ウタは失念していた。自分より範囲が狭いだけで見聞色を使える者がもう1人居る事を。それこそ、この位の距離に弱ってる人がいて放っておく様な幼なじみではないと。
後ろを振り向けばそこにはルフィが。
「ウタ!!何かすげェ弱ってるヤツいねェか!?」
「…うん、ルフィ。そうなんだけどね?」
ここで間違えてはダメだ。騒ぎが起きかねない。返答を考えていると、副官が答えた。
「大尉。落ち着いて聞いて下さいね?あちらの船は」
「あの船だな!!よォ~し!!」
「「ちょっ!待って!!」下さい!!」
……その後を直ぐ月歩で追いかけたものの、ルフィと甲板の海賊と言い合いが始まった。
騒ぎを聞きつけ、船内からやってきた副船長が斬りかかってくる。
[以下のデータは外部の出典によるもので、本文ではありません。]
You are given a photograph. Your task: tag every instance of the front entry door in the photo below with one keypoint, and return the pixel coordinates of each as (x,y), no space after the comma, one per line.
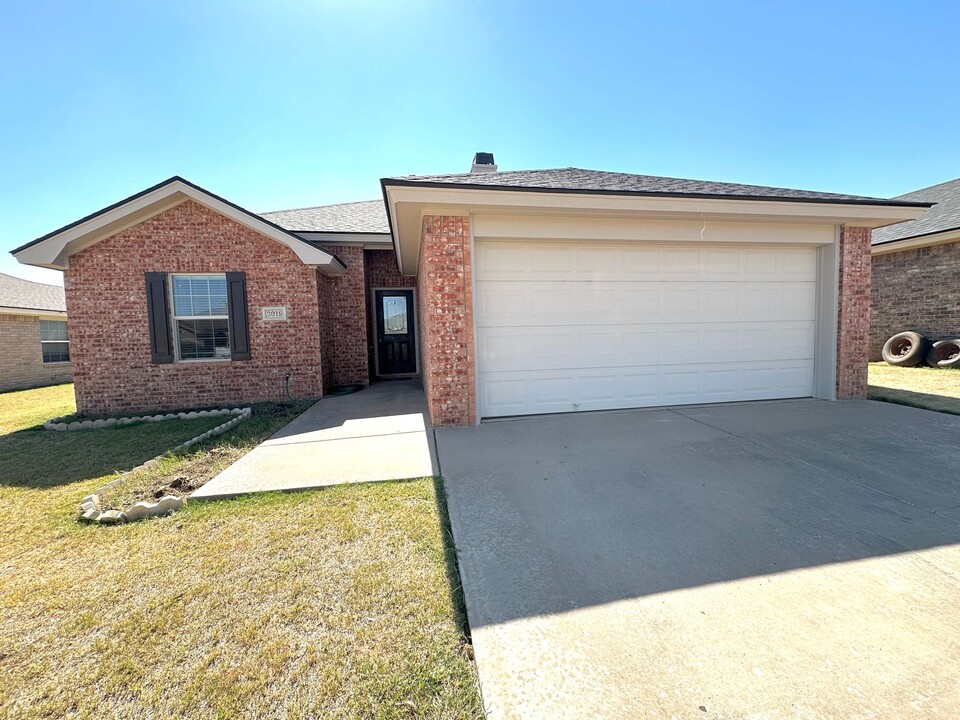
(396,339)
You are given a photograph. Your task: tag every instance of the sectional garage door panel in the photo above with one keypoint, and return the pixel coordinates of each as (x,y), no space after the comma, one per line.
(563,327)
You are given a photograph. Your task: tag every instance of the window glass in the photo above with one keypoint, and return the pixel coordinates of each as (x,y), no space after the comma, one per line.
(200,316)
(54,342)
(395,315)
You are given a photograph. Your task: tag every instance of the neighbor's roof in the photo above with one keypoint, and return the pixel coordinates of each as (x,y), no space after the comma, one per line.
(943,216)
(575,180)
(368,216)
(28,295)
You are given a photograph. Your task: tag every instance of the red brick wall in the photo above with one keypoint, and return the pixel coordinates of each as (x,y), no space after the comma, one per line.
(344,315)
(382,270)
(915,290)
(109,335)
(853,322)
(445,309)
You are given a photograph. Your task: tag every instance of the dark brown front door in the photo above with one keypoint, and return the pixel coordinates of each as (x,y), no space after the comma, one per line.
(396,338)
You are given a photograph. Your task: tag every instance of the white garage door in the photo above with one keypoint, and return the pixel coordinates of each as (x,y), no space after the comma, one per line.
(563,327)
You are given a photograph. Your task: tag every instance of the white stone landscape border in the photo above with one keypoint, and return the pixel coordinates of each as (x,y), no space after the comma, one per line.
(91,508)
(59,424)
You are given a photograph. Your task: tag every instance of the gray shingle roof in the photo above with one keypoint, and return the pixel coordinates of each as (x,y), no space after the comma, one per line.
(19,293)
(945,215)
(368,216)
(577,180)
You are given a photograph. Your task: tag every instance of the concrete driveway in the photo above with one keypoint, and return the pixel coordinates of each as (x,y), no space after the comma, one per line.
(791,559)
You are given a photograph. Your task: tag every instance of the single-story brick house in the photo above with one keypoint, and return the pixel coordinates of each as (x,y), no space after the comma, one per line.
(507,293)
(916,266)
(34,345)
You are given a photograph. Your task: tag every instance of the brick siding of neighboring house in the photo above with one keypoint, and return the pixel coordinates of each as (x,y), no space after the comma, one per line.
(445,308)
(109,330)
(853,322)
(21,361)
(915,290)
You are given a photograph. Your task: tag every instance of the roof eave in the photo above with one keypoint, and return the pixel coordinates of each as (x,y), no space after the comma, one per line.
(401,182)
(54,249)
(408,201)
(937,237)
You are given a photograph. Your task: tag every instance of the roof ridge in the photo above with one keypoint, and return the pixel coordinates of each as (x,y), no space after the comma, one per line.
(317,207)
(924,189)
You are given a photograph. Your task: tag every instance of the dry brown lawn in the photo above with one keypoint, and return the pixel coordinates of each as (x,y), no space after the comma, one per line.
(326,604)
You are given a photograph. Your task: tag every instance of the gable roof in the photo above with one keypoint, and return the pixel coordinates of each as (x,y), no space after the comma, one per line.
(23,294)
(942,217)
(576,180)
(53,249)
(367,216)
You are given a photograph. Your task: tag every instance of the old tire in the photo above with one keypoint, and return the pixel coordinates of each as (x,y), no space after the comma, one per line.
(944,354)
(905,349)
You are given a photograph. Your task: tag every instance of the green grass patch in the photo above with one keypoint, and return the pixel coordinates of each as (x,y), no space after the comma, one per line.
(922,387)
(332,603)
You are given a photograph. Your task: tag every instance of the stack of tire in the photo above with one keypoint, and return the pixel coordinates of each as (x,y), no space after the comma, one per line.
(910,349)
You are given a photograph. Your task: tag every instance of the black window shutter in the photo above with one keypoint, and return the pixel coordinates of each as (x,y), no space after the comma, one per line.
(237,309)
(161,350)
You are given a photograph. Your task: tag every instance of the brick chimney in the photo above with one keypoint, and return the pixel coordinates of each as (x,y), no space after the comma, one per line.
(483,162)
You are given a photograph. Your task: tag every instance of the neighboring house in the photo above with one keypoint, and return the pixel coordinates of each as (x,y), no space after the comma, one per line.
(916,266)
(507,293)
(34,345)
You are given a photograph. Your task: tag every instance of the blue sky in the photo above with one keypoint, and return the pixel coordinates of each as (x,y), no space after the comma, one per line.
(287,103)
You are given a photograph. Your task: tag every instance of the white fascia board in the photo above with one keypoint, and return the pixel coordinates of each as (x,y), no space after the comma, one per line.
(55,250)
(373,241)
(407,205)
(944,238)
(53,314)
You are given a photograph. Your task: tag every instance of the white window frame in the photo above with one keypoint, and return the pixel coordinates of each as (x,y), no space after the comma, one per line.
(44,342)
(174,318)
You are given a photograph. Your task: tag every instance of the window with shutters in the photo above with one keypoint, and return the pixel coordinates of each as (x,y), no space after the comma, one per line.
(201,322)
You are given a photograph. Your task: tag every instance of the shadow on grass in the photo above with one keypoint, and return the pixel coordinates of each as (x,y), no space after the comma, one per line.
(938,403)
(450,560)
(38,458)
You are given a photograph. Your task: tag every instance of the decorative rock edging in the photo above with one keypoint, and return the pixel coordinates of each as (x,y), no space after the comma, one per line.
(91,508)
(59,424)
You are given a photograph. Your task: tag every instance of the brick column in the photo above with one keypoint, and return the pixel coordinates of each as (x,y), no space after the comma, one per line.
(344,309)
(445,296)
(853,321)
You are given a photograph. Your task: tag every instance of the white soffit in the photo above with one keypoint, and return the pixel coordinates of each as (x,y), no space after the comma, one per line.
(53,250)
(407,205)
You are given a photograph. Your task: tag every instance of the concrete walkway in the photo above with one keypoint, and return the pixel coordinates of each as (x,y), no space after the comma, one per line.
(380,433)
(764,560)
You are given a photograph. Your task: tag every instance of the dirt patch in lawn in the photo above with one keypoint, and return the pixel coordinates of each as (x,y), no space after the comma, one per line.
(179,474)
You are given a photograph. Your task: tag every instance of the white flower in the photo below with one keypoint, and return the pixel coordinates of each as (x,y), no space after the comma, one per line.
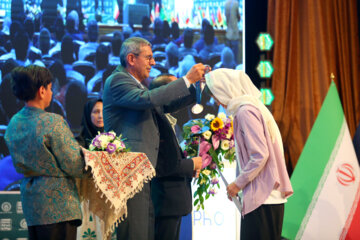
(207,134)
(209,117)
(222,116)
(225,144)
(229,134)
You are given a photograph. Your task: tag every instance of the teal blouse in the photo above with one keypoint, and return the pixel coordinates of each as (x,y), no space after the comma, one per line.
(44,149)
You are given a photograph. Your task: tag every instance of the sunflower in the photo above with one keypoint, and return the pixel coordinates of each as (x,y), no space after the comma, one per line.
(216,124)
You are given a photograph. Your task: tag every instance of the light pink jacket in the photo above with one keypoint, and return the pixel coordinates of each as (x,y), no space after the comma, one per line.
(262,162)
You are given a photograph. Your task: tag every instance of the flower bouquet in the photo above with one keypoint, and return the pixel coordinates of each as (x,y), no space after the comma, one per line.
(108,141)
(212,139)
(116,176)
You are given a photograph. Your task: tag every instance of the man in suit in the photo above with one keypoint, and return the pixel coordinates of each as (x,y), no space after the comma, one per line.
(171,193)
(136,112)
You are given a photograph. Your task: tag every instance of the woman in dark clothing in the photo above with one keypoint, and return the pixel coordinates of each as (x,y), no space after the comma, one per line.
(92,122)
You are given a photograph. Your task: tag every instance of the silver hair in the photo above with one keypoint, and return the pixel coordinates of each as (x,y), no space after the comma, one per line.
(132,45)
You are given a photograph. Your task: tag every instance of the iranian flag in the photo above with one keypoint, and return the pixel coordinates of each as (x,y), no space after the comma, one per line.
(325,181)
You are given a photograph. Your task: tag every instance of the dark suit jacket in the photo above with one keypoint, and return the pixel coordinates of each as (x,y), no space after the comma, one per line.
(131,110)
(171,193)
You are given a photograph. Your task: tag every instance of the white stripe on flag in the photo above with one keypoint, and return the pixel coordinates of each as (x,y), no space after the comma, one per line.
(336,192)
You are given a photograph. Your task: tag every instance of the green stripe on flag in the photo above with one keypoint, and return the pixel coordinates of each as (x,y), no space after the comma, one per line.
(312,162)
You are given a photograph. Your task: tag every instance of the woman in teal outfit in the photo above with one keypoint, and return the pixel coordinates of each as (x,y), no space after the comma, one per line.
(44,149)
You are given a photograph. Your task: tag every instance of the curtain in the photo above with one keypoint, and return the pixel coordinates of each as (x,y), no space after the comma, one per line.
(312,39)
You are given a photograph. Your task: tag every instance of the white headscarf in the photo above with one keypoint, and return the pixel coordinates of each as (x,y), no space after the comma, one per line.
(234,88)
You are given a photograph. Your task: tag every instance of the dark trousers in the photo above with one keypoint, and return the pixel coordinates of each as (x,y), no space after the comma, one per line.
(56,231)
(139,223)
(263,223)
(167,228)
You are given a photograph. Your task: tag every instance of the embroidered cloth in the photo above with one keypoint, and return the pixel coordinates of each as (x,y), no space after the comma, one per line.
(115,178)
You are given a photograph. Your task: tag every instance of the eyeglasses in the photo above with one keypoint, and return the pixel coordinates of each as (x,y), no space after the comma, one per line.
(148,57)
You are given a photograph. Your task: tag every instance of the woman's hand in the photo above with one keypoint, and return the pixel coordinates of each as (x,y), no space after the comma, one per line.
(232,190)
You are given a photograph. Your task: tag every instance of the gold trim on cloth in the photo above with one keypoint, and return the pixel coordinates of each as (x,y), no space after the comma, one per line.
(116,178)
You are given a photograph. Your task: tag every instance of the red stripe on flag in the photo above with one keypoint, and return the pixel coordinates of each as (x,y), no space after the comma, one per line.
(351,229)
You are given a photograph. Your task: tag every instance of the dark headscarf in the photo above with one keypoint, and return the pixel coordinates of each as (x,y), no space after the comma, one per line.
(89,130)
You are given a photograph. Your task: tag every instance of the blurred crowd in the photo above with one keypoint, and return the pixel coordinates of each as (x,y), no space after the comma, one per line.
(81,60)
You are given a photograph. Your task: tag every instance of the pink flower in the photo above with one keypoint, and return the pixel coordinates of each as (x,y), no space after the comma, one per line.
(212,165)
(204,148)
(215,141)
(195,129)
(111,148)
(206,158)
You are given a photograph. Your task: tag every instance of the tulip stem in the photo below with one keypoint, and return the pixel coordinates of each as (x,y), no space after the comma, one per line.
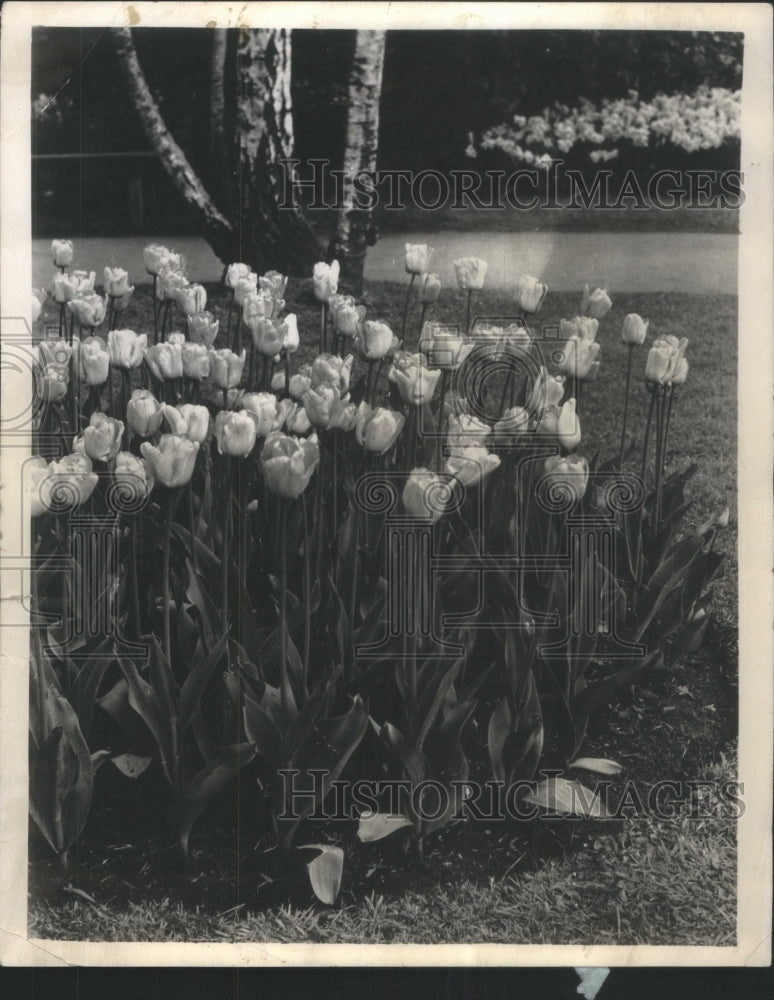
(405,309)
(644,466)
(307,589)
(626,405)
(224,565)
(171,497)
(283,607)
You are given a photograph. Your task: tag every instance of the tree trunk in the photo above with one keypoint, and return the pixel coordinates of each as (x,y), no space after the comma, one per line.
(221,171)
(269,236)
(214,226)
(354,225)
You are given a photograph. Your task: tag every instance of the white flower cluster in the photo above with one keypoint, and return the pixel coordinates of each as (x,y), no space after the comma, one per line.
(703,120)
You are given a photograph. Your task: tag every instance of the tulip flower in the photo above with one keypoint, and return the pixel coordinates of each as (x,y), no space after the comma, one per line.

で、殴り飛ばし一緒にいた船長にぶち当てた結果、奴隷船のマストが破損。
二人は気絶。他の海賊は腰が抜けたのか動かない。ルフィは船内に入った。
この辺でウタは軍艦へと引き返す。 副官はかなり申し訳なさそうだ。だが沈んでる暇は無い。
「船医を呼んで!捕まってる人で衰弱してる人が居るから!!海賊も縛っちゃって!」
「ええ!?良いんですか!?相手は…」
「これだけ船近付けて来たから、航行を妨害したとか言えるでしょ。それでいこう。あとは本部に連絡だなぁ……」
「……本当に申し訳ございませんでした…!何と言ったら…!」
「う~ん、まぁ…」
ウタは奴隷船に振り返る。ルフィが助けた人を甲板へ連れてくるのが見えた。副官に向き直り答える。
「ルフィだもん!しょうがないよ!」
「ウタ~!!皆ァ~!!コイツ以外もいっから!助けてやってくれェ~!!」
「今船医さん呼んだから~!!こっちまで連れて来て~!!」
その一言で海兵達も行動を開始した。
突然現れた救世主である海軍、その中心人物のルフィとウタ。その2人が後から別の軍艦で来た上官らしき人物に頭を下げている。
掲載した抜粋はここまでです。